The European Union has drawn a sharp rebuke from the US treasury over the European Commission’s recently published list of 23 jurisdictions which it says have strategic deficiencies in their anti-money laundering (AML) and counter financing of terrorism (CFT) frameworks (Trade-based Financial Crime, 22 February 2019).
The commission says the jurisdictions pose “significant threats” to the EU’s financial system, but the US treasury has significant concerns about the substance of the list and what they see as the flawed process by which it was developed.
The US treasury argues that the Financial Action Task Force (FATF) is the global standard-setting body for AML/CFT frameworks and it applies a rigorous peer-review methodology that examines countries’ legal frameworks to counter illicit finance as well as how effectively jurisdictions implement them.
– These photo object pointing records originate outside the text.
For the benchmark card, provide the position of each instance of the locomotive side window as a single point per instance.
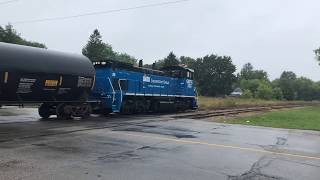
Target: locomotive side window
(115, 83)
(124, 85)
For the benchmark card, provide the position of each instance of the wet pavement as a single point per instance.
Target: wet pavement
(151, 147)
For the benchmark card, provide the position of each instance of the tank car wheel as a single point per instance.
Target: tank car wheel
(44, 111)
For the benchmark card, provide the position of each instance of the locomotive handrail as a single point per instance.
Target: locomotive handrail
(113, 92)
(120, 88)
But the European Commission’s process for developing its list contrasts starkly with FATF’s thorough methodology for several reasons according to the US treasury.
It says the commission’s process did not include a sufficiently in-depth review necessary to conduct an assessment related to such a serious and consequential issue. Neither did it provide affected jurisdictions with any other than a cursory basis for its determination.
Affected jurisdictions were notified that they would be included on the list only days before issuance by the commission, which failed to provide affected jurisdictions with any meaningful opportunity to challenge their inclusion or otherwise address issues that led to their inclusion on the list.
Beyond its concerns with the listing methodology, the US treasury says it rejects the inclusion of American Samoa, Guam, Puerto Rico and the US Virgin Islands on the list.
Moreover, the treasury says it was not provided any meaningful opportunity to discuss with the European Commission its basis for including US territories on the list.